2. II faut certainement de l’érudition (Levi Strauss ou Raymond Aron), pas nécessairement du génie (Jean Paul Sartre) et sans doute aussi du talent (Françoise Giroud), de l’intuition et de l’audace (Simone de Beauvoir) pour être intellectuel, mais il y a des légions de personnes très intelligentes qui n’en sont pas. Les intellectuels les plus brillants sont lumineux (Bachir Diagne), denses (Aimé Césaire), puissants (Wolé Soyinka), esthète (Léopold Sédar Senghor), éblouissants (Mamani Abdoulaye) pour en citer quelques-uns parmi les africains. Mais ce sont là des intellectuels d’exception, pas juste des intellectuels et il y en a de moins illustres, mais tout aussi nécessaires à la respiration d’une société. Chacun de nous a ses références et sa propre liste à substituer aux noms cités ici.

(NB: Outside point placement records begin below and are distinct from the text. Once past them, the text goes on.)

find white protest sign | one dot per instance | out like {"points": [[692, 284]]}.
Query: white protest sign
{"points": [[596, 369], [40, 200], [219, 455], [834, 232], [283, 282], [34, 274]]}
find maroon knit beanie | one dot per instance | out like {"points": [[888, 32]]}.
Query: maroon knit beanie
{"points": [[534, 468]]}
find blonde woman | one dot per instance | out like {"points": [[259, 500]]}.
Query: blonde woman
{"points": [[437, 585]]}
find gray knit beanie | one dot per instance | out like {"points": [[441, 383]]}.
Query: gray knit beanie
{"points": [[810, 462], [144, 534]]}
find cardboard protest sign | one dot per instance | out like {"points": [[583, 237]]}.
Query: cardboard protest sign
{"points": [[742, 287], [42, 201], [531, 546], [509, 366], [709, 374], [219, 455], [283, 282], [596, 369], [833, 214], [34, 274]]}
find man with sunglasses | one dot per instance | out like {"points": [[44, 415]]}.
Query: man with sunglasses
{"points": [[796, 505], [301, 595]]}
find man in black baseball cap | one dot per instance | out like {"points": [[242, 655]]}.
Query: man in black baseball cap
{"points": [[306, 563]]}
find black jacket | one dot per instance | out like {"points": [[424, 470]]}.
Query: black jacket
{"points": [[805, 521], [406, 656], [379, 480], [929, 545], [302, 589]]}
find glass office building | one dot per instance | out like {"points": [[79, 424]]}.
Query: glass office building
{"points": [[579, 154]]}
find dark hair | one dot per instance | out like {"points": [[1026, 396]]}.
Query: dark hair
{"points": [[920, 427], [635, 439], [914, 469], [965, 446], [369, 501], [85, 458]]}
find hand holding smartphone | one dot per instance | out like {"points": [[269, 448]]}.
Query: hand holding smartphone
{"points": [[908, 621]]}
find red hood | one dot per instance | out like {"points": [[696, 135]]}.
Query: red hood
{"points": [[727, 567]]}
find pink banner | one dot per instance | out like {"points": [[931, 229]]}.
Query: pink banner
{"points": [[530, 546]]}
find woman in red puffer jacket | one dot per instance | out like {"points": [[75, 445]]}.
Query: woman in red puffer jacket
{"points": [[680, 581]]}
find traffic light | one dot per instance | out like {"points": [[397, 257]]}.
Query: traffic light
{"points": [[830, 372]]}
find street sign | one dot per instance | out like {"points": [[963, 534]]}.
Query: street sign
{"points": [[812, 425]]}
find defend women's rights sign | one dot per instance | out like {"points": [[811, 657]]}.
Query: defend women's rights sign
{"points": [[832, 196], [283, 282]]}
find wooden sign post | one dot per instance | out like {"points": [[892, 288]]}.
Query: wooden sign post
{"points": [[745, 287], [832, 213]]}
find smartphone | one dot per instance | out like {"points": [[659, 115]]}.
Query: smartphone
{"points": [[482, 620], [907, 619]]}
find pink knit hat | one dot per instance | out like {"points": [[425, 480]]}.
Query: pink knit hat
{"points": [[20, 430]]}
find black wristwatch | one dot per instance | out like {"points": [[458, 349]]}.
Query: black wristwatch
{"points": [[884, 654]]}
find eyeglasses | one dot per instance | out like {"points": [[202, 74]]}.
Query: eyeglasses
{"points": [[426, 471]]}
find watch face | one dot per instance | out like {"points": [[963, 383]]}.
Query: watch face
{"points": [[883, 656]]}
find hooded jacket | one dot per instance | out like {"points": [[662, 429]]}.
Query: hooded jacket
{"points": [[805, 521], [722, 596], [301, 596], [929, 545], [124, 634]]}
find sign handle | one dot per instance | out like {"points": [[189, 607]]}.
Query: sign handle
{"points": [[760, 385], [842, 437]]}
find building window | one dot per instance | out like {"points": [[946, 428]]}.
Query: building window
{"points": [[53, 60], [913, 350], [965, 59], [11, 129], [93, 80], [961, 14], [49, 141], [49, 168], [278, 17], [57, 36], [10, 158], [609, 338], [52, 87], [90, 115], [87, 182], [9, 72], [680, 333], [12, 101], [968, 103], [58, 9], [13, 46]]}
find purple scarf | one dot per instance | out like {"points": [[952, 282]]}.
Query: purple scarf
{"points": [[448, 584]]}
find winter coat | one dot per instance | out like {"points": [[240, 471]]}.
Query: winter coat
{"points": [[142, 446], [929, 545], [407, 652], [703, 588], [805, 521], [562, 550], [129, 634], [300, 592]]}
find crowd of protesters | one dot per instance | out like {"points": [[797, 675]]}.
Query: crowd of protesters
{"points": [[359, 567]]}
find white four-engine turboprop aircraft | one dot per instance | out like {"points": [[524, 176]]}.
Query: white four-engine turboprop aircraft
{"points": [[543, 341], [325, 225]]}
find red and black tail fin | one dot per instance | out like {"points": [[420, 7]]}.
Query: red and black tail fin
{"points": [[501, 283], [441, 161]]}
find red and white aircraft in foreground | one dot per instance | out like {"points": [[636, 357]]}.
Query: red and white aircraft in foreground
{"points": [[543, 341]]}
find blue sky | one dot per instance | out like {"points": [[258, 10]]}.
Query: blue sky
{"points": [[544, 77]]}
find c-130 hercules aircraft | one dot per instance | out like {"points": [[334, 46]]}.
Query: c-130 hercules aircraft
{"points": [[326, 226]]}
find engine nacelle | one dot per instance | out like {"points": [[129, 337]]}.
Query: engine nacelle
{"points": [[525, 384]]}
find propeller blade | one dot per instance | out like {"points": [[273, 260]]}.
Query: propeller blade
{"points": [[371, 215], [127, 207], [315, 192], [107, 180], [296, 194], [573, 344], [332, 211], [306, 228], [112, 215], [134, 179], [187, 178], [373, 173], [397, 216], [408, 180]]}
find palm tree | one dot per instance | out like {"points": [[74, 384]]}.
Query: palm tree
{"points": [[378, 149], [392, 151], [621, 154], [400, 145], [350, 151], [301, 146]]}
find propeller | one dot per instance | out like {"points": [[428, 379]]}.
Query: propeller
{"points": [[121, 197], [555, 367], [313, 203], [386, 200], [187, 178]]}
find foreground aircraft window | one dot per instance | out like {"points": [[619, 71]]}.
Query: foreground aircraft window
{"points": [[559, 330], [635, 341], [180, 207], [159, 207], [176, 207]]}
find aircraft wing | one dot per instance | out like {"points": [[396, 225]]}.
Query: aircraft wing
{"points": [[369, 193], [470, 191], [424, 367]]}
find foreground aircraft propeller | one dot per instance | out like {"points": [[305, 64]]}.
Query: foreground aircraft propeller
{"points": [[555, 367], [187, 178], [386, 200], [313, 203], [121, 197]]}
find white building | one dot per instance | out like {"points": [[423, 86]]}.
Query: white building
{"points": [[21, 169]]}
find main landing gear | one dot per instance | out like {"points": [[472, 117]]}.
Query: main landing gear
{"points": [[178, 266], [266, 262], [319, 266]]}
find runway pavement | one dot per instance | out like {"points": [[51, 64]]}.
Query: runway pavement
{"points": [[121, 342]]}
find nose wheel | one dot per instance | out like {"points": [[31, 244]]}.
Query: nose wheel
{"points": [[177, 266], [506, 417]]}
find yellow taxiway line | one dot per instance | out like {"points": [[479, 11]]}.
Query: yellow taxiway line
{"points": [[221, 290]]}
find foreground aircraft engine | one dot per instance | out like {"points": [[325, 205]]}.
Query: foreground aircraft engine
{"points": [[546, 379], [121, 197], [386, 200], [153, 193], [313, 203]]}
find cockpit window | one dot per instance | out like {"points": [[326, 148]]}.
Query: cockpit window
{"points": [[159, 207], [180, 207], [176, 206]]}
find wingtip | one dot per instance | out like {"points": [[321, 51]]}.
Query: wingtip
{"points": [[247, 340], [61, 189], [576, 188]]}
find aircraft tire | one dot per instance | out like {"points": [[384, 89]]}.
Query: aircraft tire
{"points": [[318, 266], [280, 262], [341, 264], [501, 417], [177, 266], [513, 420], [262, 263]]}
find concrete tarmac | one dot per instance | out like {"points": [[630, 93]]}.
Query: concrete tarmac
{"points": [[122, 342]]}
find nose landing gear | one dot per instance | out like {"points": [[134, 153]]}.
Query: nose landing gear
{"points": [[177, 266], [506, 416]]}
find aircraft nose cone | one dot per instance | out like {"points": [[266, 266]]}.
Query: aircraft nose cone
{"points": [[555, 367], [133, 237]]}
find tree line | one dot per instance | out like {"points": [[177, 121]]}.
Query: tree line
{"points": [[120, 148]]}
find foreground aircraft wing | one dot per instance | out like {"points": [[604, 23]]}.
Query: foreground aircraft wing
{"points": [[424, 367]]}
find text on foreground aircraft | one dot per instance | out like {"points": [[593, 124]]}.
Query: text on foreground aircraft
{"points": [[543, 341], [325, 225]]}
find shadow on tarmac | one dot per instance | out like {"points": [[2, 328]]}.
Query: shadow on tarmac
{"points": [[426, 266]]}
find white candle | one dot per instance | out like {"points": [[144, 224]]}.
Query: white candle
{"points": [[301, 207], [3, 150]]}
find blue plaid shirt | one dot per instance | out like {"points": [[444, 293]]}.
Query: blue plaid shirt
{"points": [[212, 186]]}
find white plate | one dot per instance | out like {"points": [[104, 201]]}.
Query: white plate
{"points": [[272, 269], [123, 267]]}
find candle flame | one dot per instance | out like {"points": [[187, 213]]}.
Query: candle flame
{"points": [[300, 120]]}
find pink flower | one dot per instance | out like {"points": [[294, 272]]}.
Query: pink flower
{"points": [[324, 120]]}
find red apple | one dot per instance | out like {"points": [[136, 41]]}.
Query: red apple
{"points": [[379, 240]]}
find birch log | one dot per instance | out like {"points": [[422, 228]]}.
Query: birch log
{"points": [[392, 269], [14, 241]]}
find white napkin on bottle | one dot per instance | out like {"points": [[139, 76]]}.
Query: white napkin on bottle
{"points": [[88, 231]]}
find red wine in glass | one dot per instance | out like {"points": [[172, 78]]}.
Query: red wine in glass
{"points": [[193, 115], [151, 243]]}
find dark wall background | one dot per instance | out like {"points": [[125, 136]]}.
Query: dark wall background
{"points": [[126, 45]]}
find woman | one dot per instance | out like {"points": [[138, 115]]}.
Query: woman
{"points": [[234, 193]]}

3. Une erreur (ou une astuce) courante consiste à opposer ceux qui font un travail manuel (ceux qui sont habiles de leurs dix doigts comme on dit) à ceux qui feraient un travail « intellectuel », qui seraient de ce fait eux-mêmes des intellectuels. A ce compte-là, la majorité des intellectuels sont des employés de bureau. II n’y a évidemment rien d’intellectuel qui se passe dans l’écrasante majorité des bureaux et c’est un raccourci trompeur d’assimiler ceux qui les occupent à des intellectuels. Et qui ne voit pas le contenu authentiquement intellectuel de « l’homme qui marche » ?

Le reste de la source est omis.